When we talk about mathematical translation, it refers to the process of converting words from a problem statement into a mathematical expression or equation. This is an essential skill in algebra that helps us in understanding and solving problems effectively. It is much like translating one language into another. For example, consider the phrase "the product of \(\frac{3}{4}\) and a number." Here, "the product" suggests multiplication. Hence, you multiply \(\frac{3}{4}\) by the unknown number, represented as \(x\). Therefore, this part of the phrase translates to \(\frac{3}{4}x\).After understanding this portion, we look at "increased by 9," which tells us to add 9 to our previous result. Thus, the original statement converts into the expression \(\frac{3}{4}x + 9\). Translating step by step helps us maintain accuracy and ensure we account for each part of the given information.

Algebraic operations are the basic math processes used within algebra, which usually include addition, subtraction, multiplication, and division. Understanding these operations is crucial for forming and solving algebraic expressions.In this context, two main operations are involved: multiplication and addition.

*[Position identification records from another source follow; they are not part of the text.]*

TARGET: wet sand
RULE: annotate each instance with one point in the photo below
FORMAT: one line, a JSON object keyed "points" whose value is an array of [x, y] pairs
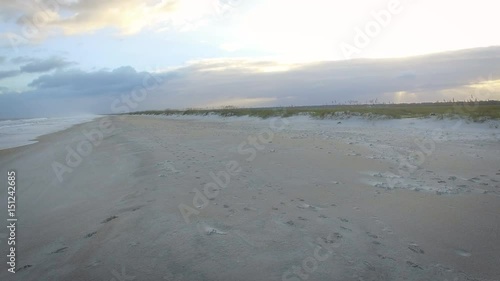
{"points": [[246, 199]]}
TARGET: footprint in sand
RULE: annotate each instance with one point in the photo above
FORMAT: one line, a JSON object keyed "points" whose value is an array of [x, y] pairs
{"points": [[463, 253], [90, 234], [415, 248], [109, 219], [60, 250]]}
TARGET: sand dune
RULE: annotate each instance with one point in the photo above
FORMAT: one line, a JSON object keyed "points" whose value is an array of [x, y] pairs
{"points": [[248, 199]]}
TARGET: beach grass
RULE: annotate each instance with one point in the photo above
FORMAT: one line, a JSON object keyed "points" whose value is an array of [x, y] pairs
{"points": [[474, 110]]}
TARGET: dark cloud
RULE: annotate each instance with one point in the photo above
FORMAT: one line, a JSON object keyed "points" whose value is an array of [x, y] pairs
{"points": [[45, 65], [8, 73], [205, 83], [23, 59]]}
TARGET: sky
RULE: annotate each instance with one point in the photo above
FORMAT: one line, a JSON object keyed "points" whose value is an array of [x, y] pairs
{"points": [[72, 57]]}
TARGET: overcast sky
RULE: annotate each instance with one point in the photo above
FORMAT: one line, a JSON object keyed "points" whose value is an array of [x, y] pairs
{"points": [[68, 57]]}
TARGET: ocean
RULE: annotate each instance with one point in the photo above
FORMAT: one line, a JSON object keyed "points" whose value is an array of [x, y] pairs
{"points": [[20, 132]]}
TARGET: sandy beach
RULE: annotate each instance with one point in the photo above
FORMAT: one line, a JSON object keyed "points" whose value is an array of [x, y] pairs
{"points": [[211, 198]]}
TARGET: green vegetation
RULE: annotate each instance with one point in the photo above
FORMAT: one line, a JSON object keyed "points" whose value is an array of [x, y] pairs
{"points": [[473, 110]]}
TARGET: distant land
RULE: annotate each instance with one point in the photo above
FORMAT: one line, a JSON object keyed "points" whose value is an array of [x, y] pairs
{"points": [[474, 110]]}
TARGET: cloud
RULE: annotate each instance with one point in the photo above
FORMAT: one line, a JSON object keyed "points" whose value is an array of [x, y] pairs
{"points": [[126, 16], [45, 65], [239, 82], [8, 73]]}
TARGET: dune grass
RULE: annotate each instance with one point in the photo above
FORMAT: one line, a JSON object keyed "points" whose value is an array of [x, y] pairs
{"points": [[475, 111]]}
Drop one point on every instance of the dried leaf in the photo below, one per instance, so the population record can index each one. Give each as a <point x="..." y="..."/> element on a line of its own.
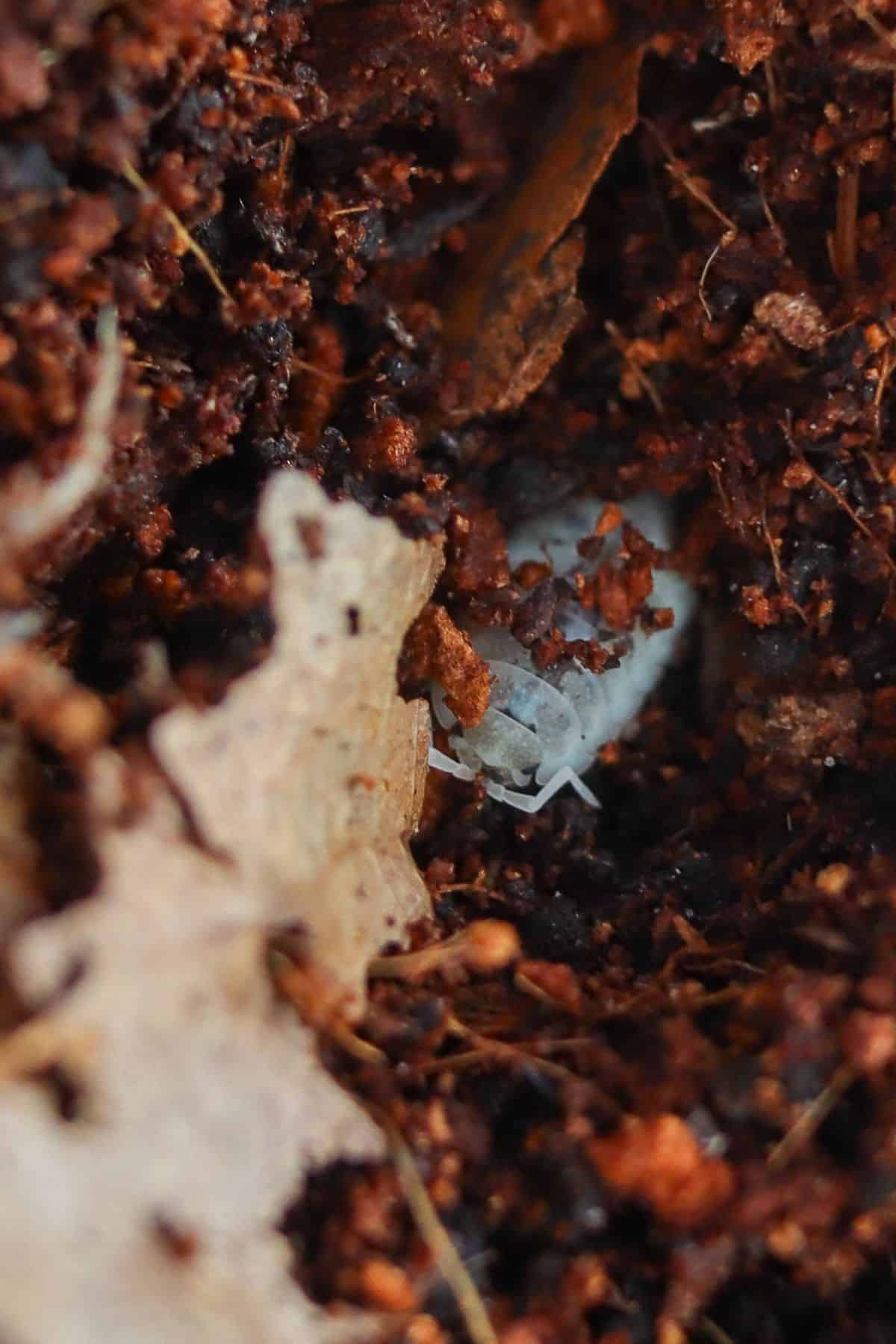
<point x="509" y="316"/>
<point x="199" y="1104"/>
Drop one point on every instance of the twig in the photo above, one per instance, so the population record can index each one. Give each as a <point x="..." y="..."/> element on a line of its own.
<point x="862" y="13"/>
<point x="810" y="1119"/>
<point x="31" y="508"/>
<point x="783" y="588"/>
<point x="844" y="249"/>
<point x="637" y="373"/>
<point x="433" y="1231"/>
<point x="850" y="512"/>
<point x="139" y="183"/>
<point x="680" y="172"/>
<point x="702" y="293"/>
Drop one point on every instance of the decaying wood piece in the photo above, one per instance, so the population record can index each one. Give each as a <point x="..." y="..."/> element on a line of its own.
<point x="509" y="315"/>
<point x="193" y="1098"/>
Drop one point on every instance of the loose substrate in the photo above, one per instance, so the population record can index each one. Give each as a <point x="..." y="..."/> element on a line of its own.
<point x="305" y="308"/>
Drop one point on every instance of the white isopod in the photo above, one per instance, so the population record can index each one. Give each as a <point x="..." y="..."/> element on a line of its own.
<point x="546" y="727"/>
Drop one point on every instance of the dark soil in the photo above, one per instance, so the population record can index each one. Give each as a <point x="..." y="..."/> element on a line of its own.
<point x="390" y="243"/>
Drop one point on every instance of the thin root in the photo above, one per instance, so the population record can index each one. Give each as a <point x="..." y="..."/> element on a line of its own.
<point x="812" y="1117"/>
<point x="433" y="1231"/>
<point x="139" y="183"/>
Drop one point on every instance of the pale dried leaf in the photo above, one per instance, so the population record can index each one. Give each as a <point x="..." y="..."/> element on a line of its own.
<point x="202" y="1104"/>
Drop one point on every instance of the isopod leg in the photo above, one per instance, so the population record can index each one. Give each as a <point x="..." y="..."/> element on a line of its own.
<point x="442" y="762"/>
<point x="535" y="801"/>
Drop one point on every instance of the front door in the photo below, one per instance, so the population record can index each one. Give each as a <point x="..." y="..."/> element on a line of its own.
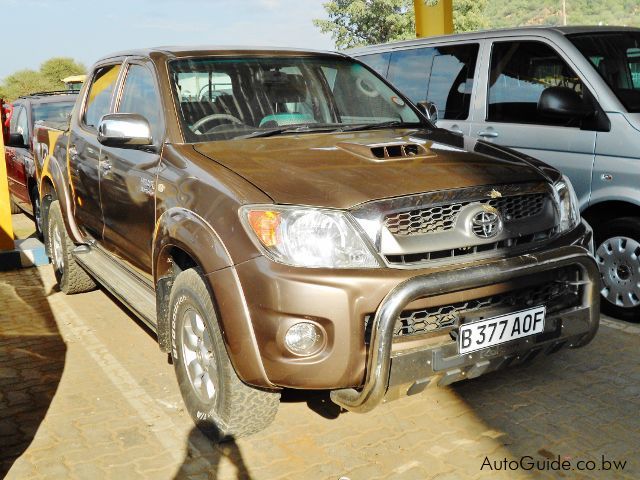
<point x="128" y="179"/>
<point x="520" y="70"/>
<point x="84" y="151"/>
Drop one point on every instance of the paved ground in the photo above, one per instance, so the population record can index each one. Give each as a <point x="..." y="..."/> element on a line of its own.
<point x="85" y="393"/>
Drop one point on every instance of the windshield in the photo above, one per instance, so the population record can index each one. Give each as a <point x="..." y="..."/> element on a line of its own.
<point x="616" y="56"/>
<point x="52" y="112"/>
<point x="223" y="98"/>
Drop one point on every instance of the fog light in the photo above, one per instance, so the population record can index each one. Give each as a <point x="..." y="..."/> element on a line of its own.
<point x="303" y="338"/>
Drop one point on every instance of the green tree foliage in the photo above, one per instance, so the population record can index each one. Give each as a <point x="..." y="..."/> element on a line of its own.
<point x="355" y="23"/>
<point x="49" y="77"/>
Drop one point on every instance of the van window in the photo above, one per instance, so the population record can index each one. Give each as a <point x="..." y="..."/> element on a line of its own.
<point x="520" y="72"/>
<point x="378" y="61"/>
<point x="442" y="75"/>
<point x="616" y="57"/>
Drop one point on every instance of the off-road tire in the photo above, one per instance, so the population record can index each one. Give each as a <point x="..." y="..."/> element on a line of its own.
<point x="71" y="276"/>
<point x="620" y="227"/>
<point x="236" y="409"/>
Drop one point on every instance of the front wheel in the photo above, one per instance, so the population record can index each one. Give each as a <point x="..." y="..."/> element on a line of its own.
<point x="71" y="277"/>
<point x="618" y="257"/>
<point x="220" y="404"/>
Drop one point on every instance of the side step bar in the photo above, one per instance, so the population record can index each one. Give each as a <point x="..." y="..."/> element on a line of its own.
<point x="127" y="286"/>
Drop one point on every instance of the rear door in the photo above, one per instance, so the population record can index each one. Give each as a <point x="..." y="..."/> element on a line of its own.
<point x="128" y="178"/>
<point x="15" y="156"/>
<point x="441" y="74"/>
<point x="519" y="70"/>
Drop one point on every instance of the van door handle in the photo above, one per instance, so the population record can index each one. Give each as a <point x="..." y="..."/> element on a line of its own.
<point x="488" y="134"/>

• Multiplication: In the phrase "the product of \(\frac{3}{4}\) and a number," multiplication takes precedence. This operation combines \(\frac{3}{4}\) with the variable \(x\), resulting in \(\frac{3}{4}x\).
• Addition: The latter operation, "increased by 9," signals that we need to add 9 to the previously obtained result, yielding \(\frac{3}{4}x + 9\).

By understanding how and when to apply each operation, converting a word problem into a mathematical expression becomes clearer and more manageable.

In algebra, unknowns are typically represented by variables, the most common being \(x\), \(y\), or \(z\). These variables act as placeholders for numbers we do not know yet. In our exercise, the phrase "a number" indicates that there is an unknown quantity we must represent. Here, we use \(x\) to stand for this unknown number.Recognizing unknowns is foundational in creating expressions and equations. By assigning them a variable:

• You provide a symbol that can interact with constants and other variables through algebraic operations.
• Allows for manipulation and problem-solving using algebraic rules.

The process of using variables not only makes solving equations possible but also enhances our understanding of relationships between different components of a problem.